Даже процесс его творчества выглядел необычно. Он шагал, «бормоча какие-то слова. Иногда он останавливался, закуривал папироску, иногда пускался вскачь, с камня на камень, словно подхваченный бурей, но чаще всего шагал как лунатик, неторопливой походкой, широко расставляя огромные ноги в „американских“ ботинках и ни на миг не переставая вести сам с собою сосредоточенный и тихий разговор».
Битва за популярность в конце концов была выиграна. Вам как читателям предстоит участие в очередном туре признания поэта. Ведь и вы можете принять или не принять его стихи, пьесы, его отношение к жизни и творчеству. Прошли десятилетия, но до сих пор читатели разделяются на сторонников и противников Маяковского.
Это был поэт-новатор. Новым был его тонический стих, который предполагает, что учитываются только ударные слоги и их чередование. Количество безударных слогов между ними не имеет значения.
Чаще всего такой стих использует три ударных слога в строке. Тонический стих не был изобретением Маяковского, это исконная форма русского народного стиха. Вы слышали его, читая былины. Все стихотворения русской классической литературы, к которым вы обращались, были написаны в силлабо-тонической системе, в которой важно и количество ударных, и количество безударных слогов в каждой стопе стихотворения.
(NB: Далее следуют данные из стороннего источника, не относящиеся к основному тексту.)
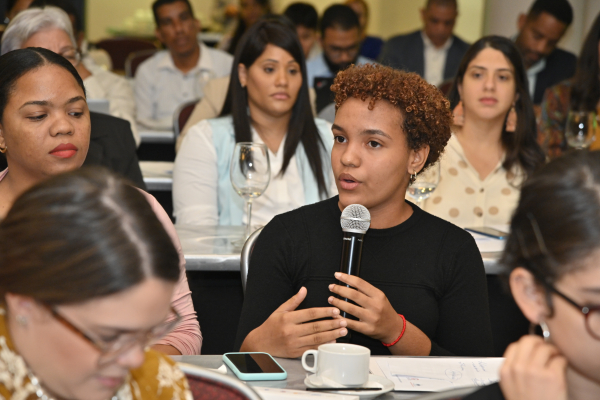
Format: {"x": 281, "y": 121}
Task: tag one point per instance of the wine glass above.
{"x": 250, "y": 173}
{"x": 581, "y": 129}
{"x": 425, "y": 184}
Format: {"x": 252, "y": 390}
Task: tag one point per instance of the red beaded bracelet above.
{"x": 401, "y": 333}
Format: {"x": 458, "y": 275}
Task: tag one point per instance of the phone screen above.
{"x": 255, "y": 363}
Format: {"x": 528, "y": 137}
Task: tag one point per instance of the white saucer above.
{"x": 385, "y": 384}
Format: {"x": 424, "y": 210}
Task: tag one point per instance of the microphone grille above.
{"x": 355, "y": 218}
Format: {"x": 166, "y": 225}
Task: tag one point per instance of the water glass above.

Большинство стихотворений Маяковского написано «лесенкой», что помогает исполнению стихотворения. Если ступенька завершена, нужно делать паузу. Это пытался разъяснить Лев Кассиль: «Для того и разбивал он строку на ступеньки, чтобы оратору, чтецу были ясны все смысловые и интонационные переходы, которых не установить обычной пунктуацией».
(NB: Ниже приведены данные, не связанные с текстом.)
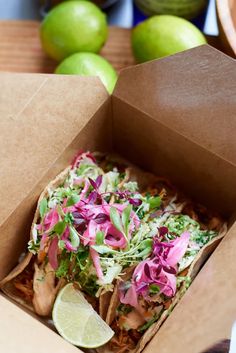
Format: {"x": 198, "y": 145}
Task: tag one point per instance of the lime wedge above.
{"x": 77, "y": 321}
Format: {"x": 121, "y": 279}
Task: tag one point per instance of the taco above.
{"x": 126, "y": 238}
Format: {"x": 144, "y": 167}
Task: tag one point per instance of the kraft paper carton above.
{"x": 174, "y": 117}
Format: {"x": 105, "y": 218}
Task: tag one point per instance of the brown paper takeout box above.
{"x": 175, "y": 117}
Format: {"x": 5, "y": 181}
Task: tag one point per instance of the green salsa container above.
{"x": 183, "y": 8}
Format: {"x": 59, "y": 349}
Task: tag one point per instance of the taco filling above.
{"x": 125, "y": 238}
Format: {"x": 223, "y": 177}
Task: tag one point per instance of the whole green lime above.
{"x": 89, "y": 64}
{"x": 73, "y": 26}
{"x": 164, "y": 35}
Учитывая особенности стихосложения Маяковского, подготовьте выразительное чтение его стихов.
Необычайное приключение, бывшее с Владимиром Маяковским летом на даче
(Пушкино, Акулова гора, дача Румянцева, 27 верст по Ярославской жел. дор.)
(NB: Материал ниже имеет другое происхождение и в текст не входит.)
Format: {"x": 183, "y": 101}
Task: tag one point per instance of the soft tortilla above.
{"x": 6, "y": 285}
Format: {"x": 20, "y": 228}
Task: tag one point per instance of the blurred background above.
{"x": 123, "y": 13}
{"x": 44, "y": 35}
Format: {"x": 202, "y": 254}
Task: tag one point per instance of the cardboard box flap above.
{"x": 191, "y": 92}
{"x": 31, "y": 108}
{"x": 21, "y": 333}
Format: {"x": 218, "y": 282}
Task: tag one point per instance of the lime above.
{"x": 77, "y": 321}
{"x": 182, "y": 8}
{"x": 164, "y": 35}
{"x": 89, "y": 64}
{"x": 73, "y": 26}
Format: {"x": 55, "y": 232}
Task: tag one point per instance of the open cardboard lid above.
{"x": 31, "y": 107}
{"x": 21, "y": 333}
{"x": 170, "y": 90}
В сто сорок солнц закат пылал,
в июль катилось лето,
была жара,
жара плыла —
на даче было это.
Пригорок Пушкино горбил
Акуловой горою,
а низ горы —
деревней был,
кривился крыш корою.
А за деревнею —
дыра,
и в ту дыру, наверно,
спускалось солнце каждый раз,
медленно и верно.
А завтра
снова
мир залить
вставало солнце ало.
И день за днем
ужасно злить
меня
вот это
стало.
И так однажды разозлясь,
что в страхе все поблекло,
в упор я крикнул солнцу:
«Слазь!
довольно шляться в пекло!»
Я крикнул солнцу:
«Дармоед!
занежен в облака ты,
а тут – не знай ни зим, ни лет,
сиди рисуй плакаты!»
Я крикнул солнцу:
«Погоди!
послушай, златолобо,
чем так,
без дела заходить,
ко мне
на чай зашло бы!»
Что я наделал!
Я погиб!
Ко мне,
по доброй воле,
само,
раскинув луч-шаги,
шагает солнце в поле.
Хочу испуг не показать —
и ретируюсь задом.
Уже в саду его глаза.
Уже проходит садом.
В окошки,
в двери,
в щель войдя,
валилась солнца масса,
ввалилось;
дух переведя,
заговорило басом:
«Гоню обратно я огни
впервые с сотворенья.
Ты звал меня?
Чаи гони,
гони, поэт, варенье!»
Слеза из глаз у самого —
жара с ума сводила,
но я ему —
на самовар:
«Ну что ж,
садись, светило!»
Черт дернул дерзости мои
орать ему, —
сконфужен,
я сел на уголок скамьи,
боюсь – не вышло б хуже!
Но странная из солнца ясь
струилась, —
и степенность
забыв,
сижу, разговорясь
с светилом постепенно.
Про то,
про это говорю,
что-де заела РОСТА[22],
а солнце:
«Ладно,
не горюй,
смотри на вещи просто!
А мне, ты думаешь,
светить
легко?
Поди, попробуй! —
А вот идешь —
взялось идти,
идешь – и светишь в оба!»
Болтали так до темноты —
до бывшей ночи то есть.
Какая тьма уж тут?
На «ты»
мы с ним, совсем освоясь.
И скоро,
дружбы не тая,
бью по плечу его я.
А солнце тоже:
«Ты да я,
нас, товарищ, двое!
Пойдем, поэт,
взорим,
вспоем
у мира в сером хламе.
Я буду солнце лить свое,
а ты – свое,
стихами».
Стена теней,
ночей тюрьма
под солнц двустволкой пала.
Стихов и света кутерьма —
сияй во что попало!
Устанет то,
и хочет ночь
прилечь,
тупая сонница.
Вдруг – я
во всю светаю мочь —
и снова день трезвонится.
Светить всегда,
светить везде,
до дней последних донца,
светить —
и никаких гвоздей!
Вот лозунг мой —
и солнца!
Вопросы и задания
1. Внимательно перечитайте текст и составьте словарик неологизмов – новых слов, которые создал поэт для этого стихотворения.